The maneuver allows the mace bearer and his team to be the last to depart Alumni Walk and the first to arrive at Coram, plus allows the faculty to parade past the seniors, and generally provides a bit of “the last shall be first” variety to the procession. (Granted, there might be less complex ways of achieving this, and the origins of this maneuver are not clear.)

What’s new about this year’s Commencement?

There’s one change to college policy, and one transition in a professor’s career.

For the first time, and reflecting the disruption caused by the pandemic, Bates will welcome seniors to participate in Commencement who do not yet have the credits required to graduate. 

At the conclusion of this year’s ceremony, mace bearer Michael Murray, the Charles Franklin Phillips Professor of Economics, will quite literally hand off his duties, an honor he’s had since 2016 as the senior member of the faculty. He retires this spring. 

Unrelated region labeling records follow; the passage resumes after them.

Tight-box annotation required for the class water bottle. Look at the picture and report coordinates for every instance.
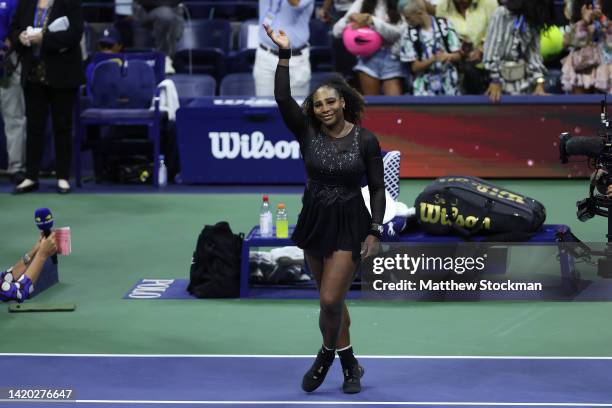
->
[259,194,272,237]
[157,154,168,187]
[276,203,289,238]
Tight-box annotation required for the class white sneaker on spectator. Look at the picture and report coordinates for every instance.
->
[165,55,176,75]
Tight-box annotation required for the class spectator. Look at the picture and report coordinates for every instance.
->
[253,0,314,96]
[483,0,554,102]
[133,0,185,74]
[333,0,406,95]
[0,0,26,185]
[561,0,612,94]
[317,0,357,83]
[115,0,134,48]
[400,0,461,96]
[11,0,83,194]
[436,0,498,95]
[85,25,123,90]
[0,232,57,303]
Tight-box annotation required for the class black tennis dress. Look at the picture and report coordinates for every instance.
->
[274,65,385,259]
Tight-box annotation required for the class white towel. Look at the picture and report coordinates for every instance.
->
[157,79,180,122]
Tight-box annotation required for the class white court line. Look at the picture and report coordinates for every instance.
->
[0,353,612,360]
[0,399,612,407]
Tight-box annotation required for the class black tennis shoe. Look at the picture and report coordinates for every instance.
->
[302,349,335,392]
[342,363,365,394]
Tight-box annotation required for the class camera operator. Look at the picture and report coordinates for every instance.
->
[0,232,57,303]
[591,169,612,198]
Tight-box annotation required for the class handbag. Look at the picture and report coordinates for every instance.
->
[571,44,601,72]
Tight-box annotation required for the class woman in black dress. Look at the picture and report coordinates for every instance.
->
[10,0,84,194]
[264,25,385,394]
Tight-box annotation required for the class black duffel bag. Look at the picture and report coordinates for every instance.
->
[187,221,244,298]
[415,176,546,241]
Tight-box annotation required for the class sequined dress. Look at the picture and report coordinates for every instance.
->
[275,66,385,258]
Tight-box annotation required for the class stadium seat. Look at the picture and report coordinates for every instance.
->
[170,74,217,105]
[309,71,341,92]
[74,59,161,186]
[219,72,255,96]
[230,19,259,72]
[174,20,232,80]
[309,19,333,72]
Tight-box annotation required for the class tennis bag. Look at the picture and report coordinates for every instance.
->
[415,176,546,241]
[187,221,244,298]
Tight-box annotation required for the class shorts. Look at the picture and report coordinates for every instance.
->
[353,47,404,81]
[0,270,34,303]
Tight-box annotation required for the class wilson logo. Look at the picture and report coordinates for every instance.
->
[208,131,300,160]
[420,203,491,230]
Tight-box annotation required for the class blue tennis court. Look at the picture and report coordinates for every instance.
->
[0,354,612,407]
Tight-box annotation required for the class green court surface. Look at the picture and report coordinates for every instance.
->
[0,180,612,356]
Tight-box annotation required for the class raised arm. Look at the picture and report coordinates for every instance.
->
[361,131,386,258]
[264,24,307,143]
[362,132,386,224]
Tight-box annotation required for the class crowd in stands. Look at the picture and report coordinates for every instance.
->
[0,0,612,193]
[85,0,610,101]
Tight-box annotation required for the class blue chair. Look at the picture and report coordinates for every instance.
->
[230,19,259,72]
[74,60,161,187]
[219,72,255,96]
[170,74,217,101]
[309,19,333,72]
[174,20,232,80]
[88,51,166,84]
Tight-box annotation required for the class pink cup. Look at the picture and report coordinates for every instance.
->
[342,24,383,57]
[54,227,72,255]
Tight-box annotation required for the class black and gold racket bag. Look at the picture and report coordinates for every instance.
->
[415,176,546,241]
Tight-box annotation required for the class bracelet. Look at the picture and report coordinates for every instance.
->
[368,223,385,239]
[278,48,291,59]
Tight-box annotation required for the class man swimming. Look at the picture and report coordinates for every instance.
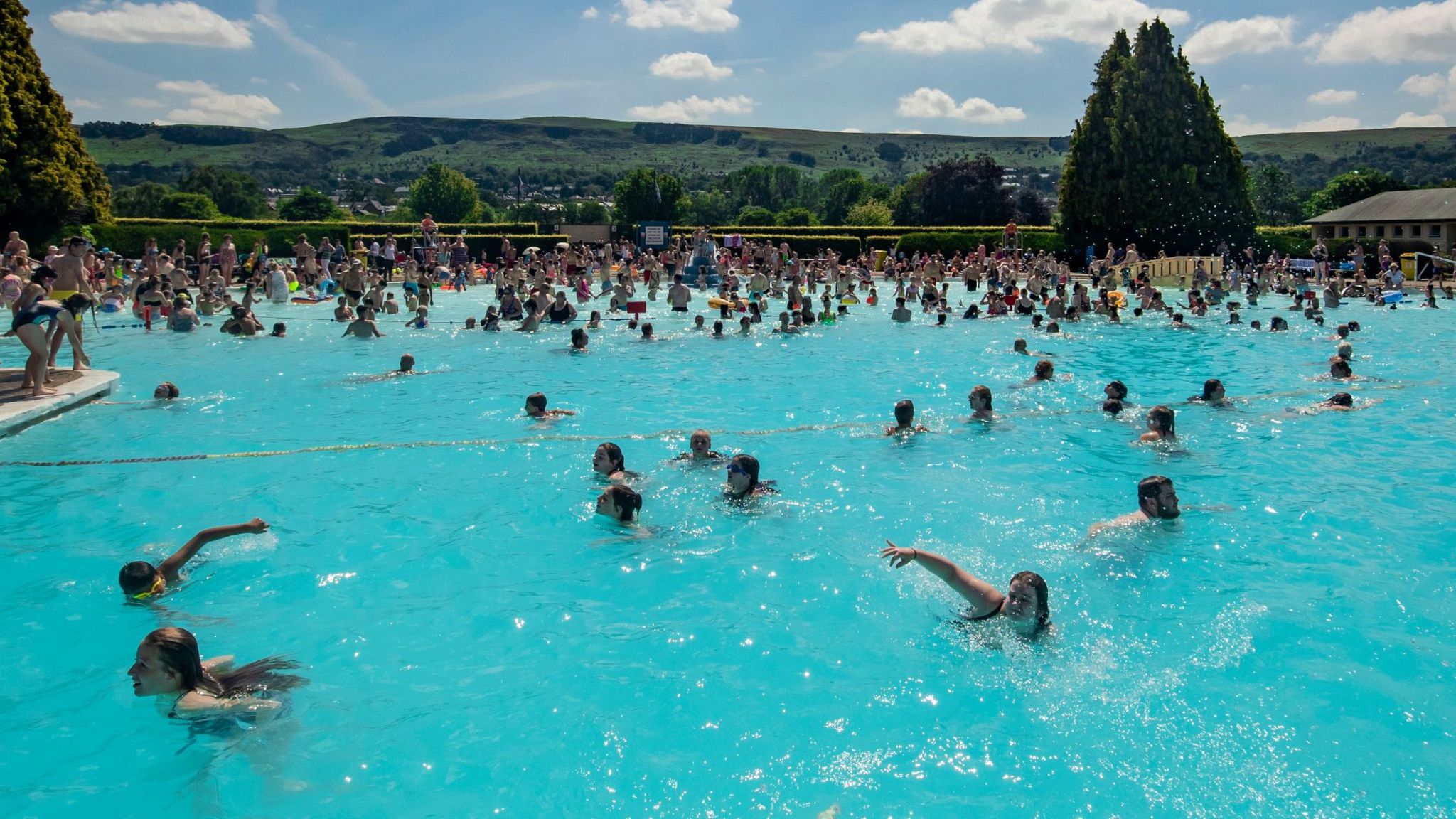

Professor Emeritus of Sociology Sawyer Sylvester (left) hands over the mace to his successor, Phillips Professor of Economics Michael Murray, at the conclusion of the Commencement ceremony on May 31, 2015. (Phyllis Graber Jensen/Bates College)

As Murray leads the platform party from the Coram porch, he will pause and hand the mace to his successor, Professor of French and Francophone Studies Mary Rice-DeFosse. 

The college’s 10th mace bearer since the tradition was born in 1949, Rice-DeFosse will be the first in her department and first woman to carry the mace. When she arrived at Bates in 1984, one day serving as the mace bearer wasn’t on her mind. “It’s an unexpected honor,” Rice-DeFosse says.

In 1984, only one of the 32 full professors was a woman, Ann Scott, now Dana Professor Emerita of Music. Today, the gender balance among full professors is nearly 50–50. “We’ve come a long way since those days,” Rice-DeFosse says.

She notes that she’ll be one of the shorter mace bearers in recent times, quipping, “I hope that I measure up!”